Considering if knowing about the risk of comorbidities would help to manage lifestyle choices in different ways and decrease these risks, participants were optimistic in their response. They thought more information would enable them to manage their disease, lifestyles, and choices productively. One emphasised that ‘’if I knew the outcomes, I would try to change my lifestyle to try and limit the effects as much as possible.’’ Similarly, another saw this opportunity as having ‘’a significant impact on life as your doctors and care team are so knowledgeable that if they give you advice, you will want to follow it for the good of your health.’’ ‘’It is an opportunity to be more cautious.’’ Another participant responded, "Yes, I want to help it improve, not make it worse, and it would reduce risk factors.” Others suggested that they would exercise more, follow doctors’ advice, want to live as normally as possible for young people, and manage lifestyle, diet, exercise and pacing. Some participants used weight as an example. They described this as difficult to control but were ready to accept and change lifestyles. One participant commented that they now (as a young adult) understand that weight can impact joints. However, they suggested not putting too much pressure on young people but giving balanced information and being sensitive. One participant stated it “depends - you would be aware, but then you have to think about implementation, ensuring it's practical, local and realistic”, emphasising the need to practically support young people to make the necessary changes through integrated, personalised interventions to reduce the risks of comorbidities.

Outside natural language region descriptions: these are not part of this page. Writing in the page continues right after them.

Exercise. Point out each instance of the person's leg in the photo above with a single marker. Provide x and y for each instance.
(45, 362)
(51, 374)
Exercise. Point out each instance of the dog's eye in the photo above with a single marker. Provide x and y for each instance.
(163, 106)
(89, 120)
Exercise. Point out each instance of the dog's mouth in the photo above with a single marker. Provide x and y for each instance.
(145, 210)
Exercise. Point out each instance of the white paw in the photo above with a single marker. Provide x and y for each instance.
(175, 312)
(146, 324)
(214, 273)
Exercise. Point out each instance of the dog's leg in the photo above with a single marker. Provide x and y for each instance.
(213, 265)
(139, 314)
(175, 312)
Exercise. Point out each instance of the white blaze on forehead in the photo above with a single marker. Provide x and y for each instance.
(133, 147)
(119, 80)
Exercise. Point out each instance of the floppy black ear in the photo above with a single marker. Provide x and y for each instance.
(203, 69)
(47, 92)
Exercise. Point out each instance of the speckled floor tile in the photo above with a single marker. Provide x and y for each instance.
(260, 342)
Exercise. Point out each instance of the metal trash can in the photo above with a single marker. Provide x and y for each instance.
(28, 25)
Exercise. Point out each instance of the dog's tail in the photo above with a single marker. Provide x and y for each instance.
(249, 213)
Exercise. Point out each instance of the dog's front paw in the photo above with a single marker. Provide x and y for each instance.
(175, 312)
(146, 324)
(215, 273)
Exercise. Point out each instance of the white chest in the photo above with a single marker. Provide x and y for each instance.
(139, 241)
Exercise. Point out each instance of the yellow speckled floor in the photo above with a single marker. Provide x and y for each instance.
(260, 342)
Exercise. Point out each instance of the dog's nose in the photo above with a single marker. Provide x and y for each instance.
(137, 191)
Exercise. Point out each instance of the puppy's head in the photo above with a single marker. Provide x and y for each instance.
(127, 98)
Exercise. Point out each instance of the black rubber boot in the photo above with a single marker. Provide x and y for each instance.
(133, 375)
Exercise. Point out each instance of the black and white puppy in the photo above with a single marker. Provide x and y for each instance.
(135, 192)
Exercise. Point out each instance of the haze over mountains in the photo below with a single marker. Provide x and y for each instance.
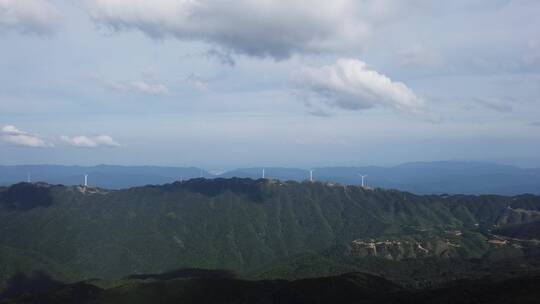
(451, 177)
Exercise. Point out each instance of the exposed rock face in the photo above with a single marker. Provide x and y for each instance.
(398, 250)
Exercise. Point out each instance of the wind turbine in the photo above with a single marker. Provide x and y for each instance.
(363, 177)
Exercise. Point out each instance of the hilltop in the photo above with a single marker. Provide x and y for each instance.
(259, 229)
(422, 177)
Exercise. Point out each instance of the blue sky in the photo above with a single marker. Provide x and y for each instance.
(223, 84)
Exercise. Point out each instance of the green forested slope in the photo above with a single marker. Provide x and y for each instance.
(234, 224)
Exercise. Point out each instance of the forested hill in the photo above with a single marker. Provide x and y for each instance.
(236, 224)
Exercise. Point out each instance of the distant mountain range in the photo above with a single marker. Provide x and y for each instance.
(422, 177)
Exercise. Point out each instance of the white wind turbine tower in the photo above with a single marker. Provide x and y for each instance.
(363, 177)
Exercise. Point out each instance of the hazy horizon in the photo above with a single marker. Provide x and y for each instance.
(219, 84)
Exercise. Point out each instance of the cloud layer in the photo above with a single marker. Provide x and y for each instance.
(90, 141)
(15, 136)
(29, 16)
(349, 84)
(274, 28)
(141, 87)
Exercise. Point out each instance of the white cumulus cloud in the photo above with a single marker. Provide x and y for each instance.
(90, 141)
(15, 136)
(268, 28)
(29, 16)
(350, 84)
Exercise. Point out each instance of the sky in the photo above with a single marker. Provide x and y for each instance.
(234, 83)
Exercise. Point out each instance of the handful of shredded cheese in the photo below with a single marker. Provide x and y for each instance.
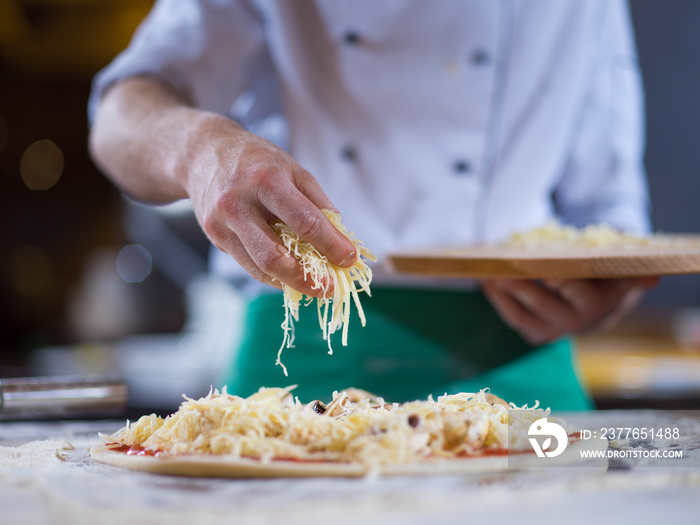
(355, 427)
(556, 235)
(346, 283)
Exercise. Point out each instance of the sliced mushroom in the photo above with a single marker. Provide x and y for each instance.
(317, 406)
(492, 399)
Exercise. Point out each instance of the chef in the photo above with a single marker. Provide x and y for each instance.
(423, 123)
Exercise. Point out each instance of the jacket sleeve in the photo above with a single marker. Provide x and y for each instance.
(202, 48)
(604, 179)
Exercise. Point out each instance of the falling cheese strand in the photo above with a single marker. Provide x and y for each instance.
(321, 272)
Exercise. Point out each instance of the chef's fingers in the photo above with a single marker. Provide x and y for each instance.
(259, 250)
(542, 303)
(306, 219)
(531, 327)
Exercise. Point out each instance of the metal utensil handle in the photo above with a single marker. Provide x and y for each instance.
(62, 397)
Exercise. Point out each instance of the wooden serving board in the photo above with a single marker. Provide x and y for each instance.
(666, 255)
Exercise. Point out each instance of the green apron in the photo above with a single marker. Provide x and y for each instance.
(415, 343)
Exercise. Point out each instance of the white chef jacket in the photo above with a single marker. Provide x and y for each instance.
(425, 122)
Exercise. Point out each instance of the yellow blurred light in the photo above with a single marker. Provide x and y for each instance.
(30, 270)
(41, 165)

They articulated that it can be challenging for young people when they do not have complete control of their disease, but if a professional says this will help, young people will follow it. A theme of empowerment emerged as young people saw the importance of letting a person know how to make changes (such as losing weight) in a way that was practical or in a stepwise fashion. Health Coaching was mentioned - used by GP practices, where health coaches work with people to give them small steps to change, e.g. jumping a few times whilst waiting for the kettle to boil if making a cup of tea. Other participants thought that using tools like Health Coaching could help but would be age dependent.